Today, stocks look to add to their earlier gains of this week, based on the futures markets. At 10 o’clock this morning the University of Michigan will release its latest read on consumer sentiment, which is expected to show a modest improvement from the previously reported low level of 59.2 for the month of May. This will be the only major data point today. Aside from this release, investors will be considering thoughts given by Federal Reserve Governor Christopher Waller (prior to the market open) and Richmond Fed President Tom Barkin (at 2:30 p.m.). We don’t expect these Fed officials to veer very far from Chairman Jerome Powell’s guidance provided this past Wednesday.
The major market indexes gathered a bit of strength this week. Trading on Monday and Tuesday trended positive. That trend was upset at mid-week when Fed Chair Powell made public the central bank’s likely interest rate strategy for the coming months. At its June meeting, the Federal Open Market Committee decided to hold short-term interest rates steady, at 5.00%-5.25%. The kicker was Mr. Powell’s statement that the Federal Funds range could rise another one-half percentage point before year end, depending on developments in the domestic economy. Another hike, potentially one-quarter of a point, could come as early as July. On Thursday, investors, after digesting the Fed news and stronger-than-expected retail spending, decided to adopt a positive view on the economy and stocks. For all of this week, market gains in the low single-digits would be no surprise.
Pundits on Wall Street are busy arguing whether the Fed will actually hold rates steady or raise them in the near term. The argument for no hikes considers that inflation is receding, albeit at a stubbornly gradual pace, thus far. Declines in inflation may become more pronounced in the second half of 2023, given easier comparisons against strong year-ago price growth for products and services. Notably, food and fuel costs are currently moving lower, and the rental sector of the housing industry appears to be cooling. Also backing the no-hike point of view is that the Fed must consider that higher rates could cause additional significant stress in the regional banking sector, including consumer and business lending, or some other unforeseen area in the financial system. Furthermore, the manufacturing and industrial sectors are displaying pockets of softness. Of course, the Fed wants to avoid a severe recession.

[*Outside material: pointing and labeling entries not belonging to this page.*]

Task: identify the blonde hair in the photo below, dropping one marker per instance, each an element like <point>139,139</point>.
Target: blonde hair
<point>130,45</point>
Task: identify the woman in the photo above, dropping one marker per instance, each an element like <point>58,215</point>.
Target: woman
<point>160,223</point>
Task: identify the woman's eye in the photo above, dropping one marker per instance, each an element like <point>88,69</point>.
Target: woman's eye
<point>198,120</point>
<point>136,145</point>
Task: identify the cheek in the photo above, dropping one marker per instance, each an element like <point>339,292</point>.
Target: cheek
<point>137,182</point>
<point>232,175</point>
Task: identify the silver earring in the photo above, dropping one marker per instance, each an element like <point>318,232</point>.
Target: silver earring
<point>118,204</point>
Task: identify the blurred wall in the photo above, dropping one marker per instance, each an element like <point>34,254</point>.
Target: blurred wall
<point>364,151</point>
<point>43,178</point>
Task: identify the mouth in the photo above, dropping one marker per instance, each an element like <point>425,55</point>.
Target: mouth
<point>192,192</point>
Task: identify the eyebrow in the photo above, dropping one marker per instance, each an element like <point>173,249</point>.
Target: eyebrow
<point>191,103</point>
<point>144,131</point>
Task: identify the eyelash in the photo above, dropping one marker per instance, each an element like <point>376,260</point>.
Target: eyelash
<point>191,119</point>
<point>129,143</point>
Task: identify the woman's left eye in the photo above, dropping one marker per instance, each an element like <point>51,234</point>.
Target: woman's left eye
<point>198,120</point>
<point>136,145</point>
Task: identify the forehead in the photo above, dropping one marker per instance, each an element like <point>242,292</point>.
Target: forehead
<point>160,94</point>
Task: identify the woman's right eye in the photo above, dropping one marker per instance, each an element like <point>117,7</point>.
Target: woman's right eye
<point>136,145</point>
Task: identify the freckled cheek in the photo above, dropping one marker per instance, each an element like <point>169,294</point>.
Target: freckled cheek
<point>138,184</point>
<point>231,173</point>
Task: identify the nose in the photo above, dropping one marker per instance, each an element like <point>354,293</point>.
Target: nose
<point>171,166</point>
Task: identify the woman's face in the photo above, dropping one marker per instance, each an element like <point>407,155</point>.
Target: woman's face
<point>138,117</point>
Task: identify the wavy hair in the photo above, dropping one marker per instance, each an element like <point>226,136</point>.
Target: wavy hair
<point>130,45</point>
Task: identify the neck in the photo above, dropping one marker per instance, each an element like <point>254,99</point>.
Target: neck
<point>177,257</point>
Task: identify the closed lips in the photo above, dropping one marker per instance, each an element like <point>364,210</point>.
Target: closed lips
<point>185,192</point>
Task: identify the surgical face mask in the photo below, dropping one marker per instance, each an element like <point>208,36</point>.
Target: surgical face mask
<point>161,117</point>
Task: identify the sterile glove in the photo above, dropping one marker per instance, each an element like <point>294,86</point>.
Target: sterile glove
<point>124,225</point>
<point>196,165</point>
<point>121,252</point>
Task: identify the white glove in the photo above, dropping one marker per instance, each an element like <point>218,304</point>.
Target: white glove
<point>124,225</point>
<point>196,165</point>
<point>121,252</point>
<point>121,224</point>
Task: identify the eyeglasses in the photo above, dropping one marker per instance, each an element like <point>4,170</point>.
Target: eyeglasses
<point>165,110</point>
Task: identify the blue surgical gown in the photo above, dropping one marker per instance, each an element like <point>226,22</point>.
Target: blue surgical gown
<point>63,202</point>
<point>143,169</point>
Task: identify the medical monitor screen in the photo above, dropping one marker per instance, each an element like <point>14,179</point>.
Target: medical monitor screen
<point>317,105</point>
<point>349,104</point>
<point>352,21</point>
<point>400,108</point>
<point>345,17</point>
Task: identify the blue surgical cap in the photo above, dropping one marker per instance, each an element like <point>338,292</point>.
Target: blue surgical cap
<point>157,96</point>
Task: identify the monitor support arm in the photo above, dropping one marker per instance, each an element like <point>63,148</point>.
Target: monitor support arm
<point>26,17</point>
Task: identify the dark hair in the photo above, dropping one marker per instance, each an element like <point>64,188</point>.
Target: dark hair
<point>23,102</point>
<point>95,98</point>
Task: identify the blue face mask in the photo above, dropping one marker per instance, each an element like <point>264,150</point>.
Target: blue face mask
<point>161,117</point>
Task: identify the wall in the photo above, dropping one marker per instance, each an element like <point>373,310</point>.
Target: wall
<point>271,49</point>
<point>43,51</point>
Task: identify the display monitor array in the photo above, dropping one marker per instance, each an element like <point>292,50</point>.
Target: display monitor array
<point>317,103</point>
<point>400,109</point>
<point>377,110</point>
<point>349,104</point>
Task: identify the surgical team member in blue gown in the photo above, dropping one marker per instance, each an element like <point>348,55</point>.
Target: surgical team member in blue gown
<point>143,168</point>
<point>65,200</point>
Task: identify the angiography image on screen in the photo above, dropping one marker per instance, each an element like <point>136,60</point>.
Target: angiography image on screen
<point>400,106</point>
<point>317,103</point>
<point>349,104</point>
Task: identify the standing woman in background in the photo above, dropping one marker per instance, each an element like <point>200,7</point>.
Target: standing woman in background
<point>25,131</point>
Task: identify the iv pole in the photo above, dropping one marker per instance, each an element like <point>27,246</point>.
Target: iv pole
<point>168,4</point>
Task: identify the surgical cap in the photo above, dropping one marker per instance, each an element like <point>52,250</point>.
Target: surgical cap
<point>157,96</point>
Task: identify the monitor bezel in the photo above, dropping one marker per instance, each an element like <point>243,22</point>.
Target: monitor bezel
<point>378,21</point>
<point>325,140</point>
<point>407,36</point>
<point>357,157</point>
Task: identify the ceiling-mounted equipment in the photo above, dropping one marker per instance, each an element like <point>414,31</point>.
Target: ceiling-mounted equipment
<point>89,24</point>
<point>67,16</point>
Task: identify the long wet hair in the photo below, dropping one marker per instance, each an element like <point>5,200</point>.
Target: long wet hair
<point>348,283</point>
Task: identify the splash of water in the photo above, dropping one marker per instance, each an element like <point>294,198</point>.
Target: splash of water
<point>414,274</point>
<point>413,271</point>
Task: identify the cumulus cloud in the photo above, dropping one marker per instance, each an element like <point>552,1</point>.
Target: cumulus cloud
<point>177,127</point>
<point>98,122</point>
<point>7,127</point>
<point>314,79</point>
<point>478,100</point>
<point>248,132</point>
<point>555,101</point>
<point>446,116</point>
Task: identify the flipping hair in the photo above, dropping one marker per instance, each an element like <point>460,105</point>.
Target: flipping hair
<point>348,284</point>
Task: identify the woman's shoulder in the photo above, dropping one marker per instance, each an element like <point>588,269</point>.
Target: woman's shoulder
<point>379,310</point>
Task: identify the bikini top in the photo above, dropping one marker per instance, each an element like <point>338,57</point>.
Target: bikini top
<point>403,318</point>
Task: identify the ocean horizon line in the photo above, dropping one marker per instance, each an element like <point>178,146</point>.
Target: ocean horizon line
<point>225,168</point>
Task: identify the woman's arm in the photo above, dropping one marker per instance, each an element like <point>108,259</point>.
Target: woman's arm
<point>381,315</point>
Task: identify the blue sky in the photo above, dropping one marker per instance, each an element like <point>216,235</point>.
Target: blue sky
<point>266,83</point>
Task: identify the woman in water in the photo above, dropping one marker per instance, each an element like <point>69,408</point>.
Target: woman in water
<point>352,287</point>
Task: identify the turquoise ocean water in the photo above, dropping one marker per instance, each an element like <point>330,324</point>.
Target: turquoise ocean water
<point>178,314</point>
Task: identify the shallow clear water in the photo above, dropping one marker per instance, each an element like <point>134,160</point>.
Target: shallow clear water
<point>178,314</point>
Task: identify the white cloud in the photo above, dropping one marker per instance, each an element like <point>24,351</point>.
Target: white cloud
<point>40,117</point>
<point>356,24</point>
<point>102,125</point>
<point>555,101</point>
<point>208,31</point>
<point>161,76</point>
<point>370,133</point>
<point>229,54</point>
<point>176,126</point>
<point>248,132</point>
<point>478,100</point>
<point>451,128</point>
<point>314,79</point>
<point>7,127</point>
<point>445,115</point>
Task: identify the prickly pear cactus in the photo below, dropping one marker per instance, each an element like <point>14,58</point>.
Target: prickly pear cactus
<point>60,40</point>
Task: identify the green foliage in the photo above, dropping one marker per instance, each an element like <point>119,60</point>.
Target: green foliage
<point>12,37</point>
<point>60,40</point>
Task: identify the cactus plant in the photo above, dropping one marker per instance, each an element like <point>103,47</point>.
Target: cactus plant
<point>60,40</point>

Those saying rate hikes are more likely point to still-high inflation, a resilient jobs market, a favorable wage environment, solid consumer spending, relatively modest debt burdens and low loan delinquencies, decent, though cautious, business development, recent stability in the banking sector, and renewed vigor in the stock market.
Of particular note, share prices have been on the upswing lately, and more sectors, beyond technology, are beginning to take part in this rally. Investors seem to think, probably rightly so, that the Fed is near the end of its rate-hiking cycle. Fewer of them, but still a sizable contingent, believe rate cuts are in the cards, if not later this year, then early next year. We prefer to err on the side of caution by anticipating two more one-quarter-point increases in short-term rates.
Adding support to stock valuations, particularly those of tech issues, is excitement surrounding the potential benefits of generative Artificial Intelligence, the applications of which are being implemented at a rapid pace. There’s probably more upside in tech issues, such as Advanced Micro Devices (AMD), NVIDIA (NVDA), Alphabet (GOOG), Microsoft (MSFT), Apple (AAPL) and Meta Platforms (META). Still, many on The Street are expecting a rotation into cyclical stocks, for example, American Express (AXP), Boeing (BA) and Caterpillar (CAT), which, though not especially apparent, might now be starting. In any case, investors would do well to stay with industry leaders with proven operating (and stock performance) track records throughout the business cycle. – David M. Reimer
At the time of this article’s writing, the author did not hold any positions in any of the companies mentioned.